#OscarsSoWhite: Warum die Oscars noch immer zu weiß sind

Photo: Daniel Zuchnik/Getty.
Nachdem in zwei aufeinanderfolgenden Jahren ausschließlich weiße Personen nominiert waren und der Hashtag #OscarsSoWhite noch lange über die Verleihung der Academy Awards von sich Reden gemacht hat, scheint die Veranstaltung in diesem Jahr nun endlich einen längst überfälligen Ton angeschlagen zu haben. Sieben nicht-weiße Schauspielerinnen und Schauspieler sind in diesem Jahr nominiert – eine Rekordzahl, die zum ersten Mal 2007 erreicht wurde. Sechs dieser Nominierten sind Afroamerikaner. Und zum ersten Mal in der Geschichte der Academy Awards sind drei afroamerikansiche Frauen in ein und derselben Kategorie nominiert: Octavia Spencer für Hidden Figures, Viola Davis für Fences und Naomie Harris für Moonlight.

Diese Veränderungen lassen sich durchaus als direkte, wenn auch verzögerte Konsequenz auf die öffentliche Empörung deuten, die April Reigns #OscarsSoWhite 2015 loslöste. Der Hashtag und die damit verbundene Rage wurde zusätzlich verstärkt, als die Oscar-Verleihung auch 2016 ausschließlich Weiße nominierte. Keinen einzigen Menschen mit latino, asiatischem, afrikanischem oder afroamerikanischem Hintergrund. Nach der Verleihung 2016 verpflichtete sich die Academy öffentlich dazu, klare, strategische Maßnahmen zu ergreifen, um die Aufstellung der Mitglieder zu diversifizieren. Heißt: Es soll eine buntere Mischung an Filmen, Regie- und Produktionsleuten, sowie Darstellern und Darstellerinnen zustande kommen. Hierfür könnten die diesjährigen Oscars ein erstes Anzeichen sein – aber eben nur ein erstes.

Viele halten #OscarsSoWhite nun für beendet, auf der anderen Seite finden sich jedoch nach wie vor kritische Stimmen, die sich jetzt noch von einer Frage geplagt sehen: Ist das alles? Sind sieben Nominierte gut genug? Meine Antwort: Wenn das das mögliche Maximum mit nur sieben Personen erreicht ist, nein, dann sind wir mit den Academy Awards noch lange nicht am Ende angekommen.
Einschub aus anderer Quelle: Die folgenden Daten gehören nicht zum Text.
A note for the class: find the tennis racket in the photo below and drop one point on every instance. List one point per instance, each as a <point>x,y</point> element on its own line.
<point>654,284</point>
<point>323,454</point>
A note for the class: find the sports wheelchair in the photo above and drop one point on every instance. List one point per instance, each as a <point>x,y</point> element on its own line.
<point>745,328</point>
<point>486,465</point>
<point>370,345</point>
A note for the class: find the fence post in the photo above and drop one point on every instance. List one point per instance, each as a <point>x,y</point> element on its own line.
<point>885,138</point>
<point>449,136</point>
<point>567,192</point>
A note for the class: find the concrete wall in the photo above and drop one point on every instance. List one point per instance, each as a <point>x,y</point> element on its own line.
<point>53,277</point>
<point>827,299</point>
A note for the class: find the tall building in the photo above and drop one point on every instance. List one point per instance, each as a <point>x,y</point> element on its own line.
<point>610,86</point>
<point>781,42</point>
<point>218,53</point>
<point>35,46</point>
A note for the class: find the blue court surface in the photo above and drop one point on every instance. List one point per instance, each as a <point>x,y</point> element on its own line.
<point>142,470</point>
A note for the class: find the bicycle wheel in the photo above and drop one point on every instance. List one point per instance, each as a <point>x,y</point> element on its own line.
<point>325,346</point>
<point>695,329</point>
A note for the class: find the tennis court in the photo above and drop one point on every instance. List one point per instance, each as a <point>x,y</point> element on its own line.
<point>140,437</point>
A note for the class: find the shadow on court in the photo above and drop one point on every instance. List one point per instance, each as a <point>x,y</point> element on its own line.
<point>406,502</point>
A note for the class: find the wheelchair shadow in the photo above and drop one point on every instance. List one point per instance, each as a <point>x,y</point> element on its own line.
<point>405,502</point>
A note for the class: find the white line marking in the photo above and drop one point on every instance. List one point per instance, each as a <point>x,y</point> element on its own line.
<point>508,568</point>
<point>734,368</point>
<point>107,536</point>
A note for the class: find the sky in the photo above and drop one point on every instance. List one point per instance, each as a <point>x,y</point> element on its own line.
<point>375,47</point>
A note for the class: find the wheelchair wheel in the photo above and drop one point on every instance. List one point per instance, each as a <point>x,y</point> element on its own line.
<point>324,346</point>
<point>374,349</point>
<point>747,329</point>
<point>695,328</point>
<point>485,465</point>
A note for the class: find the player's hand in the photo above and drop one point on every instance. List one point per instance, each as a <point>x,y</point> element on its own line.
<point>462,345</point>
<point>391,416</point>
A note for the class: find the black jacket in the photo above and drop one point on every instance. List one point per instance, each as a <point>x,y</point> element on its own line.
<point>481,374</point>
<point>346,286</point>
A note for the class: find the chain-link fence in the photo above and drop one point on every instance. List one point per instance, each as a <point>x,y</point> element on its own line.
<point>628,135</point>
Die Academy of Motion Picture Arts and Science, die die kleine, goldene Statue jährlich vergibt, gehört zur obersten Vorzeigeinstitution der Filmindustrie und hat somit nicht nur Beispielfunktion, sondern auch große Verantwortung inne.

Außerdem hatte sich ein weiteres Fiasko schon bei den Golden Globes abgezeichnet: Warum werden Filme, die von POC (people of color) produziert oder gespielt werden, in eine Schublade gesteckt – Stichwort: aus Hidden Figures und Fences, zwei unterschiedliche Filme mit einer mehrheitlich afroamerikanischen Besetzung, wurde mehrmals am Abend Hidden Fences. Wir sollten außerdem hinterfragen, warum die Hollywood-Elite in Denzel Washington ihren Alibi-Afroamerikaner gefunden zu haben scheint, der sich überholter Exzeptionalismuskonzepte bedient und der Meinung sei, man müsse nur hart genug arbeiten.

Denn ein Teil der Problematik um #OscarsSoWhite ist doch, dass untersucht werden soll, wer überhaupt erst Zugang zu Netzwerken und zur Ausbildung im Bereich Film und Theater hat. Welche Familien können es sich etwa leisten, Privatlehrer zu engagieren, damit die Kinder, wie etwa Emma Stone, nebenbei der Schauspielerei nachgehen können? Wer kann es sich leisten, einen Zweitwohnsitz abseits der Familie zu finanzieren, damit man in New York oder Los Angeles dem großen Traum nachgeht wie etwa Jennifer Lawrence?

Eine der meist verbreiteten Lügen aus Hollywood ist die, dass die Filmindustrie ein großer Freiraum mit gleichen Rechten, Chancen und Ressourcen für alle ist, und dass die Teilnahme eigentlich nur harte Arbeit und eine ordentliche Portion Glück dazugehören. Das entspricht schier nicht der Wahrheit – und genau das ist der Grund, warum #OscarsSoWhite auch in diesem Jahr weiterhin relevant bleibt.